The Conservative Party’s immigration critic said Wednesday that she drew attention to some of the views of a far-right activist who used intolerant language — without hearing what the woman had actually shouted during a testy exchange last week with Prime Minister Justin Trudeau.
Michelle Rempel made the comments during a news conference in Ottawa after reporters asked her to explain why she had used the woman's questions as part of her party's political criticism of Trudeau.
Rempel, who represents a Calgary riding in Parliament, said she had only seen a 1:46-long clip on CTV News, where the woman shouts in French at Trudeau at an event southeast of Montreal, about repaying Quebec for the costs of "illegal immigrants.”
Rempel tweeted that clip on Sunday, and added that the woman’s questions “are the exact questions we have been asking him.” The next day, Conservative Party leader Andrew Scheer tweeted that such questions were “legitimate.”
Federal Liberals say that the Conservatives are promoting intolerance by amplifying far-right views.
The full exchange, which lasted over six minutes, shows the woman — identified by La Presse Canadienne as Diane Blain, a member of an anti-immigrant, nationalist group — repeatedly ask a second question: “are you tolerant of Québécois de souche?”
“Québécois de souche” is a term used to describe “old-stock” Quebecers that is considered to be intolerant since it excludes visible minorities. Trudeau responded to the activist's use of the term by saying, “madam, your racism has no place here.”
Rempel on heckler: 'I don't know this woman'
On Wednesday, Rempel said she hadn’t seen that part of the exchange.
“I don't know this woman,” said Rempel to reporters in Ottawa. “The clip that I saw...showed this woman asking a question that the premier of Quebec himself has asked,” she said, referring to repaying Quebec for irregular border-crossers.
Asked whether she thought Blain was racist, Rempel referred back to the question about funding for Quebec, noting “people don’t like to have their concerns dismissed." She added questions around budgeting are “reasonable.”
But she quickly rejected the notion that the Conservatives had sided with the woman. "I was commenting on a video that (CTV News) posted."
In response to another followup question, Rempel again said she hadn't seen the full exchange.
"I haven't spent the last three days looking at what this woman said. This is the first time, to be honest with you, you're telling me this here," she said.
"I'm not Québécois so I don't understand the term writ large. But if it holds offence to people...of course I don’t support that.”
Rempel and the Conservatives’ Treasury Board critic Gérard Deltell were in town to announce a new suite of immigration policies that Rempel said the party would like to “explore” ahead of their policy convention this weekend in Halifax.
The policy list included closing what the Conservatives call a “loophole” in the Safe Third Country Agreement with the United States, to better supporting immigration uptake and retention in rural areas, reforming refugee resettlement programs and encouraging greater use of privately-sponsored refugees, among other issues.

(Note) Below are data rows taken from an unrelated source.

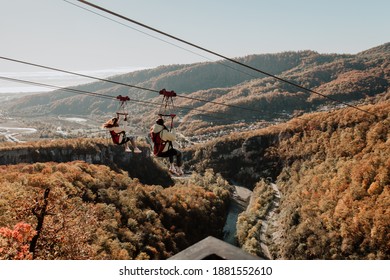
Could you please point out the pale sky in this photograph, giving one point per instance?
(58, 34)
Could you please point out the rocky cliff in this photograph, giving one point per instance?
(141, 166)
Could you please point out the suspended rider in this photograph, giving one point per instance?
(163, 147)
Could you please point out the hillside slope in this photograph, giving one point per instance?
(333, 173)
(343, 77)
(78, 210)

The two critics also announced the party would be going on a listening tour this fall, called the Pathway to Canada tour, to hear people’s suggestions about immigration policy.
Hussen 'proud' to see Trudeau condemn 'neo-nazi'
In a speech Tuesday in Surrey, B.C., Immigration Minister Ahmed Hussen said he was "starting to feel that a portion of the Conservatives is about fear-mongering, pitting Canadians against newcomers, dividing communities and questioning the value of diversity."
On Wednesday, the minister reacted to the Conservatives' Pathway to Canada announcement by suggesting the party was playing catch-up.
"They finally figured out that in order to reach a good immigration policy, they're going to need to talk to Canadians," he told reporters.
"It's really sad to see that here, we had a chance to see the Official Opposition put together a real plan on immigration to address labour market challenges, skills shortages, demographic challenges, we haven't seen that this morning," added Hussen.
He also said he was "very proud" that Trudeau "called out racism when it reared its ugly head," referring to the incident with Blain, who he described indirectly as "a known member of a neo-nazi group."
"As someone who has experienced racism in Canada — although this has been the most generous country to me, this is my home, and this is the country I feel so much being able to belong to, and welcomed...I have experienced racist incidents, and when that happened, I wish there (had been) someone like the prime minister who stood up and called it out."
Editor's note: This story was updated at 1:50 p.m. ET on Aug. 22, 2018 to include additional quotes from Rempel and Hussen.